'Catching a Farter', Italian oil painting by Paoletti
By Paoletti, Antonio Ermolao (Italian, 1834-1912)
£32,000
This charming genre painting is by Antonio Ermolao Paoletti, a leading painter of the daily life of Venice active in that city during the late 19th and early 20th centuries.
The painting depicts a scene at the edge of the Canale di San Marco. A young boy has caught an eel with a fishing rod, which he waves in front of a mother and her daughter—while the daughter hides her head in fear, her mother winces and tears up in fright. The canal side is littered with mundane objects, including a basket of fish, and sewing needles.

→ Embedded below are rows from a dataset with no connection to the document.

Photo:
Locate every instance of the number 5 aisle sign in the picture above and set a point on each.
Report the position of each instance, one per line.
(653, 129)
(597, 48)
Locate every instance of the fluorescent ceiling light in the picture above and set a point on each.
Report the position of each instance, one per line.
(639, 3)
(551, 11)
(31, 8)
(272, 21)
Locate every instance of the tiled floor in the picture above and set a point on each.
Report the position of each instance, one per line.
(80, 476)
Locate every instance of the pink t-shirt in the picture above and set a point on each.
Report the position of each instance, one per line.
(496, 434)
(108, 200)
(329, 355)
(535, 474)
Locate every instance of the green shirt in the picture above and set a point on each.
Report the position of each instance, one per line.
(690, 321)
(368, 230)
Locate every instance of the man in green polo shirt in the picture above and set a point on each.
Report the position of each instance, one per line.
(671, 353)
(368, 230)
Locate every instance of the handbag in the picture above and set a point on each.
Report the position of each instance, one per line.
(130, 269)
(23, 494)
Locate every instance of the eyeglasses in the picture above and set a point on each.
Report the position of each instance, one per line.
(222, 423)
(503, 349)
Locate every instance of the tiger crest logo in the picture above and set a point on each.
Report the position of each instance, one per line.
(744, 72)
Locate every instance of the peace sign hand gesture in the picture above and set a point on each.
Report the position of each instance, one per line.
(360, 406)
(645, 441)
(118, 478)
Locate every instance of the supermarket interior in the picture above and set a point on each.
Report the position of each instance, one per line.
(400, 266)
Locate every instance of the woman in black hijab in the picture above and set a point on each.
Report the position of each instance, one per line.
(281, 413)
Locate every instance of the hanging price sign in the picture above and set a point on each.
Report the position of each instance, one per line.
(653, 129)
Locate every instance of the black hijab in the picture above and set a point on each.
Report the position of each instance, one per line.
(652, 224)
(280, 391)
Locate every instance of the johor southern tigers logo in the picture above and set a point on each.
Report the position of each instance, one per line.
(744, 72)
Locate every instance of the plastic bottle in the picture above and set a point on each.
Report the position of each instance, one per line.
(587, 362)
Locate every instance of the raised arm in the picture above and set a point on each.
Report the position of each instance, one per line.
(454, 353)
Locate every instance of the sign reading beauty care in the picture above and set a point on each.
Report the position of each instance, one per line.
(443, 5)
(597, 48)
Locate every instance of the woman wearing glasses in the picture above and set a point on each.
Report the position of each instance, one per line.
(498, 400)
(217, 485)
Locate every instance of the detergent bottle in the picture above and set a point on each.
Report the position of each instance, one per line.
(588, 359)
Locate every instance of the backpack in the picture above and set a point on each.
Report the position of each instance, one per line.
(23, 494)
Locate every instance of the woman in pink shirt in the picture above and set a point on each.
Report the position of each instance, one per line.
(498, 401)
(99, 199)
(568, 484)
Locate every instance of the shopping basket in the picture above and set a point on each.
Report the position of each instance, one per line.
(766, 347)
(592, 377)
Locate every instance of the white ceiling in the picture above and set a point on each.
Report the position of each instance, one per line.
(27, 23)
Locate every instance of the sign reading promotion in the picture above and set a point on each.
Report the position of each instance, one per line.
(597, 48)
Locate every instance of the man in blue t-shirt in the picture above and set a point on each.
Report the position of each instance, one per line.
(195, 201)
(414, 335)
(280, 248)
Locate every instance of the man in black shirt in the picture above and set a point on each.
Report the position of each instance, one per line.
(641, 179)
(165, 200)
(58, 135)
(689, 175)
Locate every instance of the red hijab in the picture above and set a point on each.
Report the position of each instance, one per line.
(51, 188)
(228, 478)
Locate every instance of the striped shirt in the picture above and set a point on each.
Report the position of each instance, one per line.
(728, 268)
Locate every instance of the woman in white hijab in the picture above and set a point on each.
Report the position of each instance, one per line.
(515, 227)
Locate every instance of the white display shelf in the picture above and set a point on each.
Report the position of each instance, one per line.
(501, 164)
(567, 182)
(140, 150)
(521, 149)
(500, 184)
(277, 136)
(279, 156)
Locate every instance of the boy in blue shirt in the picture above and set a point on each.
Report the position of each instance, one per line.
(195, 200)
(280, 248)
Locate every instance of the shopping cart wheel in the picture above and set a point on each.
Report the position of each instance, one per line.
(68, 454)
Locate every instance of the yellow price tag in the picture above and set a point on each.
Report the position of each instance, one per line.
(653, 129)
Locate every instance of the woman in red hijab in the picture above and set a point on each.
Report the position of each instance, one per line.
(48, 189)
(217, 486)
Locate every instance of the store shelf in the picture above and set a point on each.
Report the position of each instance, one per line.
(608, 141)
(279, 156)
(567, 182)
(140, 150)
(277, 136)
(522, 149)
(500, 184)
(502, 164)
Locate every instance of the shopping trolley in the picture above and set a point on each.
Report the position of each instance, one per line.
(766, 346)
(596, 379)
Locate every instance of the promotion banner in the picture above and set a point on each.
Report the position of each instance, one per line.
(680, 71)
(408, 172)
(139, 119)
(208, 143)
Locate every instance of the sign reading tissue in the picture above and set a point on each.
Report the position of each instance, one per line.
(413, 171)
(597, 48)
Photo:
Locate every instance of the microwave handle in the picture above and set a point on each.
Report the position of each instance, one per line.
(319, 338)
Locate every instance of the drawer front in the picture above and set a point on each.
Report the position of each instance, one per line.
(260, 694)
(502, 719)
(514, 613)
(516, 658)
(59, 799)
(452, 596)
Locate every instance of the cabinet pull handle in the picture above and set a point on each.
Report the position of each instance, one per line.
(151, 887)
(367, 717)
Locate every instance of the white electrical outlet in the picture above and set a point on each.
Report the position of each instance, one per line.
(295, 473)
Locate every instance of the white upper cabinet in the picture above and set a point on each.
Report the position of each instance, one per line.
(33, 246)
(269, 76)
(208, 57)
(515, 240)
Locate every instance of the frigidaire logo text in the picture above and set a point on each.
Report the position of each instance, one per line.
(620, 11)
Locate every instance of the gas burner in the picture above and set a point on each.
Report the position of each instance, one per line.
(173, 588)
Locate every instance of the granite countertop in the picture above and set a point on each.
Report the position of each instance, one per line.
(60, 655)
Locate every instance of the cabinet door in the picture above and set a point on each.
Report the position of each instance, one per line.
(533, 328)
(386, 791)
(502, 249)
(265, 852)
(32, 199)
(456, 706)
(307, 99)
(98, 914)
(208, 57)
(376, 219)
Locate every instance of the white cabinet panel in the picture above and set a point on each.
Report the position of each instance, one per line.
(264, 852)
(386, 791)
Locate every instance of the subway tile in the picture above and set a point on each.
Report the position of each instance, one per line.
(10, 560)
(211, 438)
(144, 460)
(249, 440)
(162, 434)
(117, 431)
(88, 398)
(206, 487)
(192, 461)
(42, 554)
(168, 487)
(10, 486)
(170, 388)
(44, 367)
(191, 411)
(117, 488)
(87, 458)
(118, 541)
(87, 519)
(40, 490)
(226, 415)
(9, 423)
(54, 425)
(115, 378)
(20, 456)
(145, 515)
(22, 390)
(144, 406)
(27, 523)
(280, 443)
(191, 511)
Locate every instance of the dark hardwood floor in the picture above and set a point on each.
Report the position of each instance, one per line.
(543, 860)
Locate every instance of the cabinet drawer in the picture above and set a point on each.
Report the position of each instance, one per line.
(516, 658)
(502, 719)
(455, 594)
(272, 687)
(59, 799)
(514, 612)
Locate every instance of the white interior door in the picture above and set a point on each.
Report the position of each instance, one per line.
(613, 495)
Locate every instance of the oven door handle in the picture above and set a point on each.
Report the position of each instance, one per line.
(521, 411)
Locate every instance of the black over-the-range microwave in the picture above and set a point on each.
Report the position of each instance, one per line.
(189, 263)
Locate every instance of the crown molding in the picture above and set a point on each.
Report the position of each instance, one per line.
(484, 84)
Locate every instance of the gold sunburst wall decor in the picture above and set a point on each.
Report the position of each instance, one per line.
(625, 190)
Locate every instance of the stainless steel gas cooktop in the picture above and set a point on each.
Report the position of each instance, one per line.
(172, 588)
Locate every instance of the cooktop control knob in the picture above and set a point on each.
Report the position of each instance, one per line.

The background and middle ground are defined by a hazed horizon and idly floating boats.
Paoletti’s painterly style is superb: fluid, flowing brushstrokes are used in combination with precise, delicate ones, to create a visually and texturally appealing painted surface. Moreover, the subdued, sombre colour palette employed by Paoletti grants the picture a sense of atmosphere.
The painting is contained by an ornate carved giltwood frame and is signed lower right ‘Antonio Paoletti fu Giov_ni / Venezia’. The frame is titled bottom centre ‘Catching A Farter / A. Paoletti’.
Antonio Ermolao Paoletti was a leading painter of genre scenes working in Venice in the latter 19th Century. Paoletti is celebrated today for his charged genre pictures, which in content hark back to older traditions while in technique recognise more recent 19th Century painterly advances.